Re: [HACKERS] Re: [COMMITTERS] pgsql: Introduce group locking to prevent parallel processes from deadl

2016-02-16 Thread Tom Lane
Robert Haas  writes:
> Yeah, you're right.  Attached is a draft patch that tries to clean up
> that and a bunch of other things that you raised.

I've been reviewing this patch, and I had a question: why do we need to
bother with a lockGroupLeaderIdentifier field?  It seems totally redundant
with the leader's pid field, ie, why doesn't BecomeLockGroupMember simply
compare leader->pid with the PID it's passed?  For some more safety, it
could also verify that leader->lockGroupLeader == leader; but I don't
see what the extra field is buying us.

regards, tom lane


-- 
Sent via pgsql-hackers mailing list (pgsql-hackers@postgresql.org)
To make changes to your subscription:
http://www.postgresql.org/mailpref/pgsql-hackers


Re: [HACKERS] Re: [COMMITTERS] pgsql: Introduce group locking to prevent parallel processes from deadl

2016-02-16 Thread Robert Haas
On Mon, Feb 15, 2016 at 7:55 PM, Tom Lane  wrote:
> Robert Haas  writes:
>> On Sun, Feb 14, 2016 at 5:26 PM, Tom Lane  wrote:
>>> Also, after fixing that it would be good to add a comment explaining why
>>> it's not fundamentally unsafe for BecomeLockGroupMember() to examine
>>> leader->pgprocno without having any relevant lock.  AFAICS, that's only
>>> okay because the pgprocno fields are never changed after InitProcGlobal,
>>> even when a PGPROC is recycled.
>
>> I am sort of disinclined to think that this needs a comment.
>
> I might not either, except that the entire point of that piece of code is
> to protect against the possibility that the leader PGPROC vanishes before
> we can get this lock.  Since you've got extensive comments addressing that
> point, it seems appropriate to explain why this one line doesn't invalidate
> the whole design ... because it's right on the hairy edge of doing so.
> If we did something like memset a PGPROC to all zeroes when we free it,
> which in general would seem like a perfectly reasonable thing to do, this
> code would be broken (and not in an easy to detect way; it would indeed
> be indistinguishable from the way in which it's broken right now).

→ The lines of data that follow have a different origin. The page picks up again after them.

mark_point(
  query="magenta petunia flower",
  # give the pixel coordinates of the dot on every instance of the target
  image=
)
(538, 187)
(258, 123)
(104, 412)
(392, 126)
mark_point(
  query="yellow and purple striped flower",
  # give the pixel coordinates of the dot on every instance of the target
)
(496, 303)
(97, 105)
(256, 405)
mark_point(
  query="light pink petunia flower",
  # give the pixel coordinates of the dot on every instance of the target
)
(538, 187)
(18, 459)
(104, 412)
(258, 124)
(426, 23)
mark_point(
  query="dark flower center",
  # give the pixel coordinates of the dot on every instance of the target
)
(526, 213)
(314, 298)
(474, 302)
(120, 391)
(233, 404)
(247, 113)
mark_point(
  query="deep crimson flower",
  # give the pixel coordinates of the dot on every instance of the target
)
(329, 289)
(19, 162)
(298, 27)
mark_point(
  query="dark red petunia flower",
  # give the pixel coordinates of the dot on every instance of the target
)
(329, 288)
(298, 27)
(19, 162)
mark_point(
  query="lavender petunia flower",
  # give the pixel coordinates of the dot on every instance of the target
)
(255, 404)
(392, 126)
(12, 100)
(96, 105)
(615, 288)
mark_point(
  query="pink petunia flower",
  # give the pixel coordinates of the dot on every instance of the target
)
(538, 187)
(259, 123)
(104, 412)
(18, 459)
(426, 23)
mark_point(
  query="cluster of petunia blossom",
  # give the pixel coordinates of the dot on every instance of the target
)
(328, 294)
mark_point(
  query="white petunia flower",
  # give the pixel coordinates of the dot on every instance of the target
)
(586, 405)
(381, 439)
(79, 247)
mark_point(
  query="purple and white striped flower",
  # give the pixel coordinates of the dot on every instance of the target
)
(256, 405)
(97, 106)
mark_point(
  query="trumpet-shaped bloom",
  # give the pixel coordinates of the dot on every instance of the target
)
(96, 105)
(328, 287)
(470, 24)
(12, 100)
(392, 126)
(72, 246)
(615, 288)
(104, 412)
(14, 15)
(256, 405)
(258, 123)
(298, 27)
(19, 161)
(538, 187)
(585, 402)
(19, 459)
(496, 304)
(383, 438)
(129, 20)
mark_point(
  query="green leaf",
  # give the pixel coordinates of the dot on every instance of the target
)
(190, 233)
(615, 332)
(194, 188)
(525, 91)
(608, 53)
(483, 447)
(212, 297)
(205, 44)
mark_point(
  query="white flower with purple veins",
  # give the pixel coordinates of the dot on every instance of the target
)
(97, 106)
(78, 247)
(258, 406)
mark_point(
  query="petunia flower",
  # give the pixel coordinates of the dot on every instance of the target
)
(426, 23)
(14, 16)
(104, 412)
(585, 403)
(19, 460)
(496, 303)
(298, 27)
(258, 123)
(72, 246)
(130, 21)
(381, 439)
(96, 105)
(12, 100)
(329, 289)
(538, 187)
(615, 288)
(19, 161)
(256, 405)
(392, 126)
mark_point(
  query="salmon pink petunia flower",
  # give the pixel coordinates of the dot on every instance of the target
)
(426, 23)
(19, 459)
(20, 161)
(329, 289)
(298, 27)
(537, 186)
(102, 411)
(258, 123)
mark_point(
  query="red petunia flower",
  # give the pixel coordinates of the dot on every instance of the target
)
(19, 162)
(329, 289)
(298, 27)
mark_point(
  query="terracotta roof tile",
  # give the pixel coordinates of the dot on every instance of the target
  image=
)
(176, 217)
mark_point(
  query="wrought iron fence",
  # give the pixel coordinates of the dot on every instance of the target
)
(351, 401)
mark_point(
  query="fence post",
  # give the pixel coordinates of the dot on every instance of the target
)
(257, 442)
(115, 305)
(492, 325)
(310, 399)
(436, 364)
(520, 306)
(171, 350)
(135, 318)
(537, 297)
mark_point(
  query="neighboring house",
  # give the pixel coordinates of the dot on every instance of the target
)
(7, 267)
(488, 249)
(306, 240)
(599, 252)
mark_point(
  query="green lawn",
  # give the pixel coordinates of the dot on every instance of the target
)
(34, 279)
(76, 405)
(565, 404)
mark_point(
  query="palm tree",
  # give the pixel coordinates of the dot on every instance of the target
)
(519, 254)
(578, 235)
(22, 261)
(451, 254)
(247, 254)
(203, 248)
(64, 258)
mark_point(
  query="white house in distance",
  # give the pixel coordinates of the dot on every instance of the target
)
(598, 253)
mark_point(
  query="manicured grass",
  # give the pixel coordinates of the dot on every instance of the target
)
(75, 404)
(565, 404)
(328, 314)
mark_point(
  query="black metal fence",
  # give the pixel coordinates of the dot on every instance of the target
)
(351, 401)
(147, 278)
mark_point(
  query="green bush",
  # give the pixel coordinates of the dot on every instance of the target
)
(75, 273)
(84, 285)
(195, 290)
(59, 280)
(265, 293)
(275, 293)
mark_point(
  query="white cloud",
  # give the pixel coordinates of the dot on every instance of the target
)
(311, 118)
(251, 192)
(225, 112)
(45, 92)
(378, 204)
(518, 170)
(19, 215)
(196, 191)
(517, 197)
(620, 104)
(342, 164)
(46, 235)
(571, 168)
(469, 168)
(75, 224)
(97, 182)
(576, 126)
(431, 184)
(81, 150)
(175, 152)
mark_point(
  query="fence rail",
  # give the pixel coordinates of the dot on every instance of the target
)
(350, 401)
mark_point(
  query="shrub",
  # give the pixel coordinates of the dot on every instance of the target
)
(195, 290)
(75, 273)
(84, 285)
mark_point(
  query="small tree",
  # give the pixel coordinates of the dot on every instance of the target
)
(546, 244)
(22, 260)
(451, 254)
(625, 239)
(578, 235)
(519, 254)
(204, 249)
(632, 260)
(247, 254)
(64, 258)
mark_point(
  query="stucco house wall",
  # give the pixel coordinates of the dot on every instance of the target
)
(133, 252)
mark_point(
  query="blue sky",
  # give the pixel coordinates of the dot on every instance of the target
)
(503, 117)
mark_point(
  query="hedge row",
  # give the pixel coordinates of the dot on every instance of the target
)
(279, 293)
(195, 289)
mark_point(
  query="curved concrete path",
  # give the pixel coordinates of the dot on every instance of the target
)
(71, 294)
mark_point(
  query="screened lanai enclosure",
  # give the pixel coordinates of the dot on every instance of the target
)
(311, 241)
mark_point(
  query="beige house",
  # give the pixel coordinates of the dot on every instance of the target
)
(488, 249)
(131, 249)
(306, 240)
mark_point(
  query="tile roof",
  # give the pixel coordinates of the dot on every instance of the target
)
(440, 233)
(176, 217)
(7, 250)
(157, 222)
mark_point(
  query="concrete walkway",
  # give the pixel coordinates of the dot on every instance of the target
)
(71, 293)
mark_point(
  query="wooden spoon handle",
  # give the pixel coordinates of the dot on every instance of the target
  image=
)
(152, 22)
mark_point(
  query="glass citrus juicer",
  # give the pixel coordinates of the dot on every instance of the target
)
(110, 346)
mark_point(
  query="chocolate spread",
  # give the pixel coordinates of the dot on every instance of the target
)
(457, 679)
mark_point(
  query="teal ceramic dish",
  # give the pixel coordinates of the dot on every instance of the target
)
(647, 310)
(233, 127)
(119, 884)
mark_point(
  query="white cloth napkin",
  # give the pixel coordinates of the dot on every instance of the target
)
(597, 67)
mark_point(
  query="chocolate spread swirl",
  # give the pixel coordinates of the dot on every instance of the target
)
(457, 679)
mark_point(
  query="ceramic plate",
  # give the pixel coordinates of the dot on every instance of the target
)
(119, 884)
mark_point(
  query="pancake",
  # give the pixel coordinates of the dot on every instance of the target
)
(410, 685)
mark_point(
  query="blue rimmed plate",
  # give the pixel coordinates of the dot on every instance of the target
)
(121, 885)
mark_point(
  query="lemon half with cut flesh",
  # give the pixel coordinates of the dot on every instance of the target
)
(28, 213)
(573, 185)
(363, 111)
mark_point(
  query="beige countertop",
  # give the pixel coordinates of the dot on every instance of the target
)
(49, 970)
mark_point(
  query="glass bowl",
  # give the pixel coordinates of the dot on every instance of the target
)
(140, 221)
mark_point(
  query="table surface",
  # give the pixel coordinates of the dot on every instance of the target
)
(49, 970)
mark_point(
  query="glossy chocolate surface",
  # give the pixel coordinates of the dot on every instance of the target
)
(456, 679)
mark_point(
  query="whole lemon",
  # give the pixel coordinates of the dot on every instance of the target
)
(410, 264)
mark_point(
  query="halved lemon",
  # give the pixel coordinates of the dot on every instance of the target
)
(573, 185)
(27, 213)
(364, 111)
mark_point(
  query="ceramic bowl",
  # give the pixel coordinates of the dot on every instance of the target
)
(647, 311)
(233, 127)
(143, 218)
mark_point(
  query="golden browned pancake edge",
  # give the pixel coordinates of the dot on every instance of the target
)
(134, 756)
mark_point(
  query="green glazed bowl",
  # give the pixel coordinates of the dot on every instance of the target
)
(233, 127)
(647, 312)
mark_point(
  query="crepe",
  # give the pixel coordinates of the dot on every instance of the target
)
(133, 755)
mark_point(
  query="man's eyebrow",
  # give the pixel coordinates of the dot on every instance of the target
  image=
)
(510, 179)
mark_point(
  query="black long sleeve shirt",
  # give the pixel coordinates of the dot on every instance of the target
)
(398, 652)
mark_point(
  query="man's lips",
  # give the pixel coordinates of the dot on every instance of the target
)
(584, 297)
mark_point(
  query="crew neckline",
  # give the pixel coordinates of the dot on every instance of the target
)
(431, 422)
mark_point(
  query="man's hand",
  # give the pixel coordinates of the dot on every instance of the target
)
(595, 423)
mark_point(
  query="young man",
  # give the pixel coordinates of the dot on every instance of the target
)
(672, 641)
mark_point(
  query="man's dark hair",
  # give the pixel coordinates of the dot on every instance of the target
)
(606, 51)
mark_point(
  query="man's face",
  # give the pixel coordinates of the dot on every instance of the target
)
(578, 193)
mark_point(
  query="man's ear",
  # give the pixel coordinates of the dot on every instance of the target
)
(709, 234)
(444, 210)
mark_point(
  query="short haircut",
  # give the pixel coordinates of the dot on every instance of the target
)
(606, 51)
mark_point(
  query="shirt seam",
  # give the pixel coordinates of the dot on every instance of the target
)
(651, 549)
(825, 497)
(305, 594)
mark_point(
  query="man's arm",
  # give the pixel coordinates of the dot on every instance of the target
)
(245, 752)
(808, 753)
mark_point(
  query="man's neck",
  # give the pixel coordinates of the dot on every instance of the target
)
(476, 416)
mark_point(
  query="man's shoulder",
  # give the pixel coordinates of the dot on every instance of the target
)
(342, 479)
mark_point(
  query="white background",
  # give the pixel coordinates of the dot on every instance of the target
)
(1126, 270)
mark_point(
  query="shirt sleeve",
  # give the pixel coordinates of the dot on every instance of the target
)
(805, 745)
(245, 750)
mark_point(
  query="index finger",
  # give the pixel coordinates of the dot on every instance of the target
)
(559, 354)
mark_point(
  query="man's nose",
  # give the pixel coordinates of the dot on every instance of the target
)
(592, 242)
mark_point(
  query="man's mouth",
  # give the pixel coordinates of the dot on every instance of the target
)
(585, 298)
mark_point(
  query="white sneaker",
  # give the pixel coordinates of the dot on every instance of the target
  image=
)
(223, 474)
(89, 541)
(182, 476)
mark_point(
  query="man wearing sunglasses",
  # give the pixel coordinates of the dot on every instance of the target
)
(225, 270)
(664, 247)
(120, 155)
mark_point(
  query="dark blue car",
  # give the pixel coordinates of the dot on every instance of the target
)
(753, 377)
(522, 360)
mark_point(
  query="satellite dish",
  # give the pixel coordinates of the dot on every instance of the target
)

OK.  Well, I'm happy to have you add a comment in a patch of your own,
or suggest something to include in mine.  I'm less sure I can write
something independently that you'll like.

>> Do we
>> really have a comment every other place that pgprocno is referenced
>> without a lock?
>
> I suspect strongly that there is no other place that attempts to touch any
> part of an invalid (freed) PGPROC.  If there is, more than likely it's
> unsafe.
>
> I don't have time right now to read the patch in detail, but will look
> tomorrow.  In the meantime, thanks for addressing my concerns.

Sure thing.  I appreciate the review.

-- 
Robert Haas
EnterpriseDB: http://www.enterprisedb.com
The Enterprise PostgreSQL Company


-- 
Sent via pgsql-hackers mailing list (pgsql-hackers@postgresql.org)
To make changes to your subscription:
http://www.postgresql.org/mailpref/pgsql-hackers


Re: [HACKERS] Re: [COMMITTERS] pgsql: Introduce group locking to prevent parallel processes from deadl

2016-02-15 Thread Tom Lane
Robert Haas  writes:
> On Sun, Feb 14, 2016 at 5:26 PM, Tom Lane  wrote:
>> Also, after fixing that it would be good to add a comment explaining why
>> it's not fundamentally unsafe for BecomeLockGroupMember() to examine
>> leader->pgprocno without having any relevant lock.  AFAICS, that's only
>> okay because the pgprocno fields are never changed after InitProcGlobal,
>> even when a PGPROC is recycled.

> I am sort of disinclined to think that this needs a comment.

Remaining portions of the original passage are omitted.